El Poder Judicial contará con varias comisiones que trabajarán diversas propuestas como parte de la reforma de este poder del Estado. (Foto: USI)
El Poder Judicial contará con varias comisiones que trabajarán diversas propuestas como parte de la reforma de este poder del Estado. (Foto: USI)
Juan Monroy

Ahora que la sociedad del desencanto nos muestra un ángulo
de sus miserias, ni siquiera el aniversario patrio alcanza para mitigar la desazón. Sin embargo, antes de que el “pueblo”, esa invención de la historia política contemporánea, exija destruir nuestro sistema de solución de conflictos, resulta prudente informarnos. Solo así podremos opinar o actuar.

Aunque por breve tiempo, un Estado democrático puede funcionar sin Congreso y aun sin Jurado Nacional de Elecciones. En la mayor parte de nuestra vida republicana no hemos tenido Tribunal Constitucional
ni Consejo Nacional de la Magistratura. Sin embargo, salvo el aciago 1881 cuando don Juan Antonio Ribeyro, presidente de la Corte
Suprema, se negó a impartir justicia con el invasor dentro, nuestro sistema de justicia ha funcionado sin interrupciones.

Aun asumiendo que una causa de nuestras desdichas sea que el sistema judicial funciona mal, sin él sería el comienzo del fin. ¿Por qué es indispensable? Porque tutela el ordenamiento jurídico (los patrones de conducta que prescriben derechos, obligaciones, deberes, y facultades con las que establecemos relaciones jurídicas
cotidianamente). Si este ordenamiento no se cumple espontáneamente, necesitamos del sistema judicial. De hecho, la sola existencia y autoridad de este último es importante, en tanto la confianza pública que transmite podría inhibir los incumplimientos. Por eso es una desgracia que funcione mal. Como nuestra vida en sociedad depende de ello, conozcamos su estado.

El sistema judicial peruano no está en crisis porque jamás ha estado bien. Por ejemplo, nuestra primera ley de organización judicial está
fechada varias décadas después de ser república. Sin embargo, antes de que la frustración de sentirnos burlados por lo que viene ocurriendo nos impulse a ejecutar actos de degradación sobre jueces y funcionarios probos, que existen y son mayoría, recordemos algunos datos.

1. No hay año en que el Poder Judicial haya recibido más del 1.5% del Presupuesto General de la República. Su importancia social,
entonces, es inversamente proporcional a la concedida por cualquier gobierno.

2. Más del 40% de los locales donde se imparte justicia son alquilados. Hay jueces expuestos a un desalojo en cualquier momento.

3. La primera década de este siglo fue de bonanza económica.
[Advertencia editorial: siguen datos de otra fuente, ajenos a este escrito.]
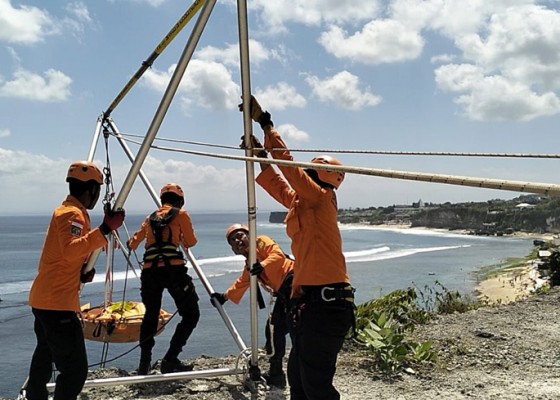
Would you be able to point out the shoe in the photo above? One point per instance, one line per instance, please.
(144, 367)
(278, 380)
(176, 365)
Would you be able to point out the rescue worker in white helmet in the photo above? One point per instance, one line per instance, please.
(54, 295)
(165, 231)
(323, 299)
(274, 271)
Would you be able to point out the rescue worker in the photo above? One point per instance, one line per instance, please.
(164, 268)
(322, 297)
(274, 270)
(54, 295)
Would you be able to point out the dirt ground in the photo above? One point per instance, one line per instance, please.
(509, 351)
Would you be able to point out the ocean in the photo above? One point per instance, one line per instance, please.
(378, 260)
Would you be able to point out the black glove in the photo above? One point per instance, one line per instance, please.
(257, 269)
(87, 277)
(112, 220)
(255, 145)
(264, 120)
(221, 297)
(257, 114)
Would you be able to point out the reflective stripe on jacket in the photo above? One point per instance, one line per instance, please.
(311, 222)
(276, 267)
(182, 232)
(67, 246)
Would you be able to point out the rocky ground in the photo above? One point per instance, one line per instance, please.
(505, 352)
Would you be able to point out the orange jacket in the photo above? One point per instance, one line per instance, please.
(67, 246)
(311, 222)
(182, 232)
(276, 267)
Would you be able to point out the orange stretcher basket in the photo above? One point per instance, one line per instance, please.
(117, 322)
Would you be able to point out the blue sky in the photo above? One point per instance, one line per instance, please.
(402, 75)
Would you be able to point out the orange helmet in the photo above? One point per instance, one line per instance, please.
(334, 178)
(172, 188)
(235, 228)
(84, 171)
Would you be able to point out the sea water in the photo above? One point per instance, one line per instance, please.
(378, 261)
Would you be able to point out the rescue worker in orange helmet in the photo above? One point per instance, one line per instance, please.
(323, 298)
(164, 268)
(274, 270)
(54, 295)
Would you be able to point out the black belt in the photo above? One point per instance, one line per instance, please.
(329, 293)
A pesar de los óptimos ingresos fiscales –el número de nuevos millonarios
triplicó al de nuevos locales judiciales o centros de salud–, el desinterés del Estado en el funcionamiento de sus servicios básicos,
entre ellos el judicial, fue grosero.

4. En el 2008 el Gobierno consideró indispensable firmar el TLC con Estados Unidos. Para ello, reformó algunos ordenamientos procesales y refaccionó algunos locales. Fueron cambios para mostrar que los procesos con contenido patrimonial serían más expeditivos y así incentivar los negocios. A esa fecha, había diecisiete juzgados comerciales pero solo diez constitucionales, lo que confirma el interés político de privilegiar lo económico sobre los derechos fundamentales.
Es decir, importa el judicial en tanto satisface intereses de grupo o personales.

Nada de lo descrito pretende justificar o siquiera explicar lo acontecido en estos días. No es posible hacerlo con lo que no tiene nombre. Sin embargo, debe servir para cuando se proponga la reconstrucción del sistema.

Hay cambios inmediatos y de perspectiva. La reforma de la enseñanza jurídica y el acceso de los mejores cuadros de egresados a la judicatura, por ejemplo, son indispensables pero tomarán tiempo. Dignificar su infraestructura o modificar técnicas coloniales de actuación de la “curia”, en cambio, deben hacerse ya. Por ejemplo, el novísimo Código Procesal Penal –siguiendo al derogado– regula la publicación de las sentencias de condena. Publicarlas es leerlas íntegramente en audiencia. Pero también se notifican, que es entregar la resolución al interesado o a su abogado. Siendo así, ¿para qué se leen sesenta páginas?, ¿qué se afecta si se suprime la lectura de la sentencia y de otros actos que luego son notificados? Los juzgados o salas penales emplearían mejor cientos de horas si se derogara esta inútil norma.

El Judicial fue controlado por el poder venal la última década del siglo pasado. Como esto podría estar ocurriendo también ahora, la desgracia nos da una nueva oportunidad, una paradoja que nos exige solidaridad con nuestras instituciones. Si cada quien hace lo que le corresponde –informarse, denunciar, proponer–, este drama social no se convertirá en cíclico.